Das noites na selva para o Mato Grosso

Em dezembro de 1944, o Tenente do Exército Imperial Japonês, Hiroo Onoda, foi alocado nas Ilhas Filipinas de Lubang, ainda sob controle japonês. Treinado por uma unidade especial de inteligência, tinha ordens categóricas de manter-se vivo e não se entregar, pois cedo ou tarde iriam até ele. Pouco depois, as unidades regulares japonesas foram derrotadas e os Aliados ocuparam Lubang.

Onoda internou-se nas matas com três subordinados, um dos quais entregou-se e dois outros foram mortos em combate, em 1954 e 1972. Continuou só e acossado pelas forças filipinas até 1974, quando foi contatado por um estudante japonês que levou ao Japão fotografias dos dois. O Governo Japonês localizou o Major Yoshimi Taniguchi, então um pacato livreiro em Tóquio, que havia treinado Onoda, e este foi até Lubang. Vestindo seu uniforme de 29 anos de uso (hoje em um museu japonês), Onoda foi, então, liberado de suas funções pelo seu chefe e entregou o seu rifle Arisaka 99, ainda operacional, cerca de 500 balas e algumas granadas de mão. Embora, nestes 29 anos de resistência, Onoda tivesse matado cerca de 30 camponeses e soldados, ele foi anistiado pelo Governo Filipino.

O agora civil Onoda, tinha um irmão que criava gado em Terenos, Mato Grosso do Sul, em terras de uma das fazendas comprada pela JAMIC –Japan Migration and Colonization, uma estatal japonesa que financiava a compra de terra para migrantes japoneses. Onoda emigrou para o Brasil, onde viveu muitos anos. Foi condecorado pela FAB – Forças Aéreas Brasileiras com a Medalha Santos Dumont em 2006. Casou-se com uma japonesa e voltou ao Japão. Quando de sua morte, em 2014, administrava um acampamento para crianças.

O irmão de Onoda viveu até a morte no Brasil.

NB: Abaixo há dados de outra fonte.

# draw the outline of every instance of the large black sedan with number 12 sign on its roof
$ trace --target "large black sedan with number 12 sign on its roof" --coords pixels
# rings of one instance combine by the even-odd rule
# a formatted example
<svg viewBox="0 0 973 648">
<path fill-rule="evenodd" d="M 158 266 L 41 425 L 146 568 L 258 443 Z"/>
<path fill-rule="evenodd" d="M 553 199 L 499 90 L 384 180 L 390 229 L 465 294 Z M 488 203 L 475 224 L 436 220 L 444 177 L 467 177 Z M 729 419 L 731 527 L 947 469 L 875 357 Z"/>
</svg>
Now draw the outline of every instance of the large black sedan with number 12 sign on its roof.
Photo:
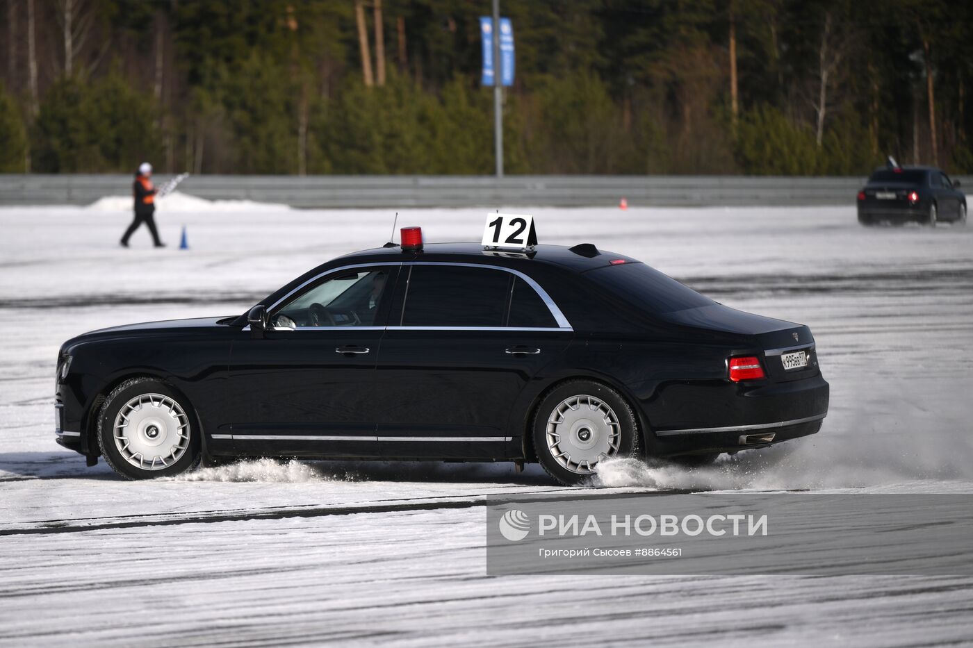
<svg viewBox="0 0 973 648">
<path fill-rule="evenodd" d="M 813 434 L 811 330 L 590 243 L 386 246 L 231 317 L 65 342 L 56 439 L 129 479 L 229 457 L 711 461 Z"/>
</svg>

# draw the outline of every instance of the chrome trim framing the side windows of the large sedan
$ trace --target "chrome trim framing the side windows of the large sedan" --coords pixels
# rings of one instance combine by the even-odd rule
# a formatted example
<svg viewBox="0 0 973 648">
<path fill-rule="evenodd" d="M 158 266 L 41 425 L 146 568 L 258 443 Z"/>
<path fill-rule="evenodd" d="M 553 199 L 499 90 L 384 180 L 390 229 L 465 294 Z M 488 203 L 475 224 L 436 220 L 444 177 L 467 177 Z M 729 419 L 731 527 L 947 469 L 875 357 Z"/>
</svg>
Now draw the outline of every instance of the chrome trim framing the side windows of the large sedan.
<svg viewBox="0 0 973 648">
<path fill-rule="evenodd" d="M 532 278 L 524 274 L 520 270 L 514 270 L 512 268 L 504 268 L 502 266 L 490 266 L 488 264 L 468 264 L 460 263 L 455 261 L 394 261 L 394 262 L 378 262 L 373 264 L 352 264 L 349 266 L 339 266 L 338 268 L 332 268 L 330 270 L 325 270 L 319 274 L 312 276 L 307 279 L 300 286 L 297 286 L 289 293 L 281 297 L 279 300 L 273 303 L 272 306 L 267 308 L 268 316 L 277 307 L 286 302 L 295 293 L 298 293 L 302 289 L 306 288 L 311 283 L 314 283 L 321 277 L 327 276 L 334 272 L 341 272 L 342 270 L 355 270 L 356 268 L 375 268 L 377 266 L 382 267 L 394 267 L 399 266 L 458 266 L 460 268 L 486 268 L 486 270 L 500 270 L 503 272 L 510 272 L 511 274 L 523 279 L 524 283 L 534 289 L 537 296 L 541 298 L 544 305 L 548 307 L 551 315 L 554 317 L 555 321 L 558 323 L 558 328 L 549 327 L 509 327 L 509 326 L 299 326 L 296 329 L 287 329 L 282 327 L 273 327 L 274 331 L 322 331 L 322 330 L 340 330 L 340 331 L 383 331 L 386 329 L 399 329 L 404 331 L 574 331 L 571 327 L 571 323 L 567 321 L 564 313 L 561 312 L 551 296 L 547 294 L 540 284 L 534 281 Z M 407 293 L 408 297 L 408 293 Z M 403 304 L 403 308 L 405 305 Z M 243 327 L 243 331 L 249 331 L 250 325 L 247 324 Z"/>
</svg>

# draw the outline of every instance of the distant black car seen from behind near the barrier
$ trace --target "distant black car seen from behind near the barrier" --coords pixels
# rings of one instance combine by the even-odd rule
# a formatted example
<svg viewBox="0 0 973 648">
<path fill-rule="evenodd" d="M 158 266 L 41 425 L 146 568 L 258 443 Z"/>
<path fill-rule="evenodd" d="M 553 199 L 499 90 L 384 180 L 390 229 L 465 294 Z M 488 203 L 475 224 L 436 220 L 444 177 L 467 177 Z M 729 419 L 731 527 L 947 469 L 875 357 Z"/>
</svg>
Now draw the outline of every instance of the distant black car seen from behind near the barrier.
<svg viewBox="0 0 973 648">
<path fill-rule="evenodd" d="M 966 196 L 959 182 L 933 166 L 890 166 L 872 174 L 858 192 L 858 222 L 900 225 L 915 221 L 966 222 Z"/>
</svg>

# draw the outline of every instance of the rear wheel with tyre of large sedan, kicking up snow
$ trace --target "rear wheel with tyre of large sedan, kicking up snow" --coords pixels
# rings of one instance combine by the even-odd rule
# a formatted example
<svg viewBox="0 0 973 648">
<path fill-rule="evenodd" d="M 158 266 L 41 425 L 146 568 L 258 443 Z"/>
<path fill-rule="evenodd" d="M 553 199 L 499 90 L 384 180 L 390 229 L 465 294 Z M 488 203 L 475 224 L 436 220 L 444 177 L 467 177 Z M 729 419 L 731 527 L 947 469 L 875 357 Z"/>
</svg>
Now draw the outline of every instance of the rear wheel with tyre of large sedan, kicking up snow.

A cidade de Terenos é hoje a Capital dos Ovos em Matogrosso do Sul, produzidos por uma cooperativa majoritariamente de descendentes japoneses. As outras colônias JAMIC, no Pará, Rio de Janeiro e São Paulo, tiveram destinos variados.

Um livro de Werner Herzog, “O Crepúsculo do Mundo” e um filme de quase três horas, “Onoda – 10 000 Noites na Selva”, chegam agora ao mercado, por ocasião do centenário do seu nascimento, conforme nos informa o indispensável Amir Labaki, no “Valor”. Penso quebrar meu jejum de cinema para ver esta fascinante história, não apenas pelo seu surpreendente capítulo brasileiro, mas pelo que ela tem de perturbador e intrigante sobre a nossa percepção da humanidade e seus abismos.